What It Means When a Man Falls from the Sky(20)



Round and round until the ball of hair became a body and nubs became arms, fingers. The strands tangled together to become nearly impenetrable. This baby would not snag and unravel. This baby would not dissolve in water or rain or in nail polish remover, as the plastic baby had that time. This was not a sugar-and-spice child to be swarmed by ants and disintegrate into syrup in less than a day. This was no practice baby formed of mud that she would toss in a drain miles away from her home.

She wrapped it in a head scarf and went to find Mama. The beautiful woman and her beautiful baby had concluded their business. Mama sat in her room counting out a boggling sum of money. Only after she was done did she wave Ogechi forward.

“Another one?”

“Yes, Mama.”

Ogechi did not uncover the child and Mama didn’t ask, long since bored of the girl’s antics. They sang the traditional song:

Where are you going?

I am going home.

Who will greet you at home?

My mother will greet me.

What will your mother do?

My mother will bless me and my child.

Mama continued with her own special verse:

What does Mama need to bless this child?

Mama needs whatever I have.

What do you have?

I have no money.

What do you have?

I have no goods.

What do you have?

I have a full heart.

What does Mama need to bless this child?

Mama needs a full heart.

Then Mama blessed her and the baby and, in lieu of a celebratory feast, gave Ogechi one free meat pie. Then she took a little bit more of Ogechi’s joy.



There was good reason for Ogechi not to lift the cloth and let Mama see the child. For one, it was made of items found in Mama’s store and even though they were trash, Mama would add this to her ledger of debts. Second, everybody knew how risky it was to make a child out of hair, infused with the identity of the person who had shed it. But a child of many hairs? Forbidden.

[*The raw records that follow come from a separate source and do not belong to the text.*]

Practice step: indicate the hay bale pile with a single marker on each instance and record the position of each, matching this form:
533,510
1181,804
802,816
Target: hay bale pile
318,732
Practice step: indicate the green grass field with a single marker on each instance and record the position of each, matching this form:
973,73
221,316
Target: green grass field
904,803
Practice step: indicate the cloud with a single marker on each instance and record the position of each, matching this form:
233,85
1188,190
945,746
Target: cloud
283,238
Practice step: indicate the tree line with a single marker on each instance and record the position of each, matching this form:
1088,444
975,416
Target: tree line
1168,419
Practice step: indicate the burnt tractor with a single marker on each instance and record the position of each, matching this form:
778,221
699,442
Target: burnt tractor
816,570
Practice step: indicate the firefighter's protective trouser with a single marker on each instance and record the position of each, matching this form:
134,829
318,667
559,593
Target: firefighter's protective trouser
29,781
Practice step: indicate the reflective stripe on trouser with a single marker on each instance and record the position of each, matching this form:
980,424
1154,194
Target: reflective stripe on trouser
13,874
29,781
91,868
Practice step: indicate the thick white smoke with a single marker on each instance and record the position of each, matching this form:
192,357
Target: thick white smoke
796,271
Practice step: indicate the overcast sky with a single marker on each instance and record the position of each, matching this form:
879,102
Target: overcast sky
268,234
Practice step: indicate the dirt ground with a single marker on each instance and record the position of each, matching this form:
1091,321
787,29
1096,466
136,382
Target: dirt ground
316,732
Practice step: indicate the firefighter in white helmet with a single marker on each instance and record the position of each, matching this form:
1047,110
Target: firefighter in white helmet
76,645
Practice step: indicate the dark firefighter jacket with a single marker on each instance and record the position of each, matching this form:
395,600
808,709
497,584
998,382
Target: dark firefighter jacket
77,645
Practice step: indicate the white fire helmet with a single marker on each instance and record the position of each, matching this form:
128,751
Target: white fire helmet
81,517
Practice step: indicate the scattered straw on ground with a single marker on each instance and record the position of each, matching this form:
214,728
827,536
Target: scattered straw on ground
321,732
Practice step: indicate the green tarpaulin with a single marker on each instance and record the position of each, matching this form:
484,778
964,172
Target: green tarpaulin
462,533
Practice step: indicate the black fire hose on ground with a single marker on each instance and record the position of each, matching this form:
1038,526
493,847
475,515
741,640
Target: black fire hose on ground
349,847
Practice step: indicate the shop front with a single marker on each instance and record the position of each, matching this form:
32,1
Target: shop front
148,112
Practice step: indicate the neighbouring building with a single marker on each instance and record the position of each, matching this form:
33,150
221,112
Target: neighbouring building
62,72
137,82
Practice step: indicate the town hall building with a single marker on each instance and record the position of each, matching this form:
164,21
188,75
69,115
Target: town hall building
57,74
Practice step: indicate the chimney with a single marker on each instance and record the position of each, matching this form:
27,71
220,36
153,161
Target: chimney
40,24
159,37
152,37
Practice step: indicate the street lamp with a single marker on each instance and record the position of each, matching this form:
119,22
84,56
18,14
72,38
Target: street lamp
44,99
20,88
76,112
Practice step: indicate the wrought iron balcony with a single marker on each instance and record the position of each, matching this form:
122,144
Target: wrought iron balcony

But the baby was glossy, and the red streaks glinted just so in the light and it was sturdy enough to last a full year, easy. And after that year she would take it to her mother and throw it (not “it” the baby, but the idea of it) in her mother’s face. She kept the baby covered even on the bus, where people gave her coy glances and someone tried to sing the song, but Ogechi stared ahead and did not respond to her call.

The sidewalk leading to the exterior door of her little room was so dirty, she tiptoed along it, thinking that if her landlord weren’t Mama, she would complain.

In her room, she laid the baby on an old pillow in an orphaned drawer. In the morning, it would come to life, and in a year it would be a strong and pretty thing.



There was an old tale about hair children: Long ago, girls would collect their sheddings every day until they had a bundle large enough to spin a child. One day, a storm blew through the town and every bundle was swept from its hiding place into the middle of the market, where the hairs became entangled and matted together. The young women tried desperately to separate their own hairs from the others’. The elder mothers were amused at the girls’ histrionics, how they argued over the silkiest patches and longest strands. They settled the commotion thus: every girl would draw out one strand from every bundle until they all had an equal share. Some grumbled, some rejoiced, but all complied, and each went home with an identical roll.

When the time came for the babies to be blessed, all the girls came forward, each bundle arriving at the required thickness at the same time. There was an enormous celebration of this once-in-an-age event and tearful mothers blessed their tearful daughters’ children to life.

The next morning, all the new mothers were gone. Some with no sign, others reduced to piles of bones stripped clean, others’ bones not so clean. But that was just an old tale.



The baby was awake in the morning, crying dry sounds, like stalks of wheat rubbing together. Ogechi ran to it, and smiled when the fibrous, eyeless face turned to her.

“Hello, child. I am your mother.”

But still it cried, hungry. Ogechi tried to feed it the detergent she’d given to the yarn one, but it passed through the baby as if through a sieve. Even though she knew it wouldn’t work, she tried the sugar water she had given to the candy child, with the same result. She cradled the child, the scritch of its cries grating her ears, and as she drew a deep breath of exasperation, her nose filled with the scent of Mama’s expensive shampoo and conditioner, answering her question.

“You are going to be an expensive baby, aren’t you?” Ogechi said, with no heat. A child that cost much brought much.

Ogechi swaddled it, ripping her second dress into strips that she wound around the baby’s torso and limbs until it was almost fully covered, save for where Ogechi imagined the nose and mouth to be. She tried to make do with her own shampoo for now, which was about as luxurious as the bottom of a slow drain, but the baby refused it. Only when Ogechi strapped the child to her back did she find out what it wanted. The baby wriggled upward and Ogechi hauled it higher, then higher still, until it settled its head on the back of her neck. Then she felt it, the gentle suckling at her nape as the child drew the tangled buds of her hair into its mouth. Ahh, now, this she could manage.

Ogechi decided to walk today, unsure of how to nurse the child on the bus and still keep it secret, but she dreaded the busy intersection she would cross as she neared Mama’s Emporium. The people milling about with curious eyes, the beggars scanning and calculating the worth of passersby. Someone would notice, ask.